My Harvard Housing Experience

First-year students live around Harvard Yard, in proximity to classes and collectively eat in Annenberg Dining Hall, which ports an aesthetic of high pale blue ceilings, chandeliers, and flying buttresses from the old world to the new. The second-largest collection of secular stained glass in the world illuminates the likes of Leonidas to shine upon dark wooden tables flanked by marble busts and century-old portraiture. There is no better North American analogue to Hogwarts. 

As the first year draws to a close, a call for blocking and linking groups is made—both groups up to eight. The former will sort members into the same house while the latter places its constituents into a flanking one. There are twelve houses that hold sophomores through seniors. Each is a self-sufficient entity with dining, training and reading rooms, and characterized by unique student life features from ceramics and dance studios to rock-climbing walls and squash courts. Placement also assigns students a geography that may cluster them close (but not as close as freshmen) to the Yard, in different zones along the river, or north to the “Quad,” the less-historic but more spacious and modern housing of what formerly was Radcliffe before the University became fully coeducational. 

The time leading to the sorting has traditionally been filled with much drama, between questions of inclusion versus exclusion in self-selected groups and anxieties and preconceptions about what life in any particular house might mean. This fuels rivalry among the houses, which already one-up each other through organized dances and intramural competition for the house cup. Housing season adds a stream of video propaganda and witty apparel designs for distribution on the day of sorting, bringing community spirit to a year-long high. 

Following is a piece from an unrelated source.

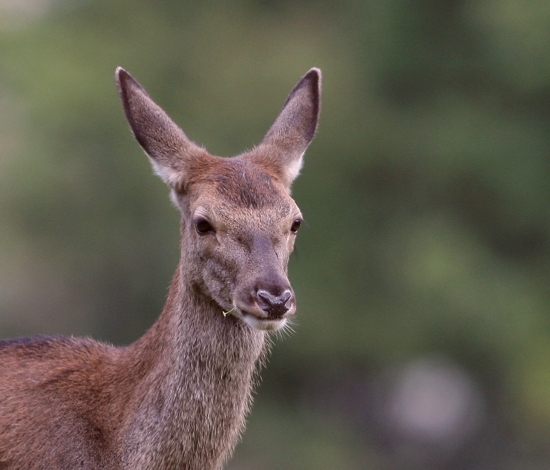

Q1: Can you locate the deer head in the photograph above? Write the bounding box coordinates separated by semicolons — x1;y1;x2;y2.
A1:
116;68;321;330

Then comes the eve of sorting. Before administrative disbanding, this once meant “the river run,” a tradition in which students “trick-or-treated” from house to house, were greeted by upperclassmen who would bestow their house’s latin motto, and optionally and illicitly, grant visitors a shot of liquor. Participation was a highly un-pressured activity. Nonetheless, aberrant behaviors inevitably surfaced, especially towards the culmination of the ritual—namely, the burning of a constructed boat on the Charles River, outfitted with the names of undesirable houses. Or perhaps it was the desirable houses. Whatever would ultimately appease the river gods. All the while, neighbors and newscasters often attributed greater meaning of memorial vigils or art to what they saw. 

Retired from their paganism, future block-mates and link-mates would choose a room to sleep over in as the following dawn meant the delivery of the letters. Letters of housing placement are delivered by residents of the corresponding house, each carrying their own sense of flair, from the face-painted speedo and bikini brigade of Currier House to the gong-toting tuxedos of Adams House. Moreover, a sea of mascots, for which each house has their own, takes to Yard and ultimately to Annenberg. Signs befitting a protest carry slogans of support, bouncy castles rise, and apparel is disseminated to the newly indoctrinated. 

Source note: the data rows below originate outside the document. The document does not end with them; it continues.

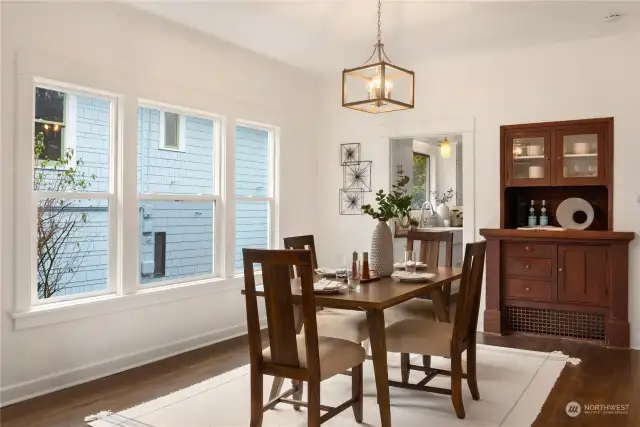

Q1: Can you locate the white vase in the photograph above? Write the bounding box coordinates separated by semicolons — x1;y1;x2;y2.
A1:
436;203;451;225
369;221;393;277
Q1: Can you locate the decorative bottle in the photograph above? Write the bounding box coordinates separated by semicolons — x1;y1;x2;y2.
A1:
529;200;538;227
362;252;371;280
540;200;549;225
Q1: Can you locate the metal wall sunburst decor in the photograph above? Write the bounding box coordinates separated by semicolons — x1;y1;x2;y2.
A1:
342;161;371;191
340;142;360;166
339;189;364;215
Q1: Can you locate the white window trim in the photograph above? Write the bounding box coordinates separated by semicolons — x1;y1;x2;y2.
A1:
232;119;280;277
158;111;186;152
136;99;225;291
16;76;121;312
33;89;78;169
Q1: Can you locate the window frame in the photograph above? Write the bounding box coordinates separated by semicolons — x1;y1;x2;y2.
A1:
232;119;280;277
28;76;121;308
411;151;431;210
159;110;186;152
136;99;226;291
33;88;77;169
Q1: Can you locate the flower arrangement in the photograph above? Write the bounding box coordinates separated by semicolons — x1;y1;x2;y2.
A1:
362;175;411;222
431;188;456;205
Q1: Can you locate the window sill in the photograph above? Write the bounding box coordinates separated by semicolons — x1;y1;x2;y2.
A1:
11;273;259;330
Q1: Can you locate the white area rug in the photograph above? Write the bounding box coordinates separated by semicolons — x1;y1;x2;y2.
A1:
87;345;569;427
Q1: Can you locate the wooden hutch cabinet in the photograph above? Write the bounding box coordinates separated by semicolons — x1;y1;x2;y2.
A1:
480;118;634;348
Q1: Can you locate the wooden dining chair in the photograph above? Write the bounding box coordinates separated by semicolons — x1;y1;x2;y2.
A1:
386;241;487;418
282;234;318;278
389;231;453;321
242;249;365;427
283;235;369;343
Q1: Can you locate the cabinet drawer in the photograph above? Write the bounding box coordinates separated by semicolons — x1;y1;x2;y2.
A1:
504;242;557;258
506;257;553;279
504;279;552;301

From here, receptions abound and first-years become acquainted with their future homes that they will move into the autumn of their second-year. For the three subsequent years, they grow in that common space and cycle to bring the same sense of welcome to the next generation of students rising through the ranks. 

It is a quintessential component of the Harvard College experience, and it is mostly through this system and not formal coursework that my passion for filmmaking matured. The accompanying video reel highlights some of the moments that organically arose in my house, Currier House, as my housemates and I acted, choreographed, envisioned, and dramatically executed stories within our common spaces, always mindful of the prevailing wisdom: Timete Arboreum (Fear the Tree).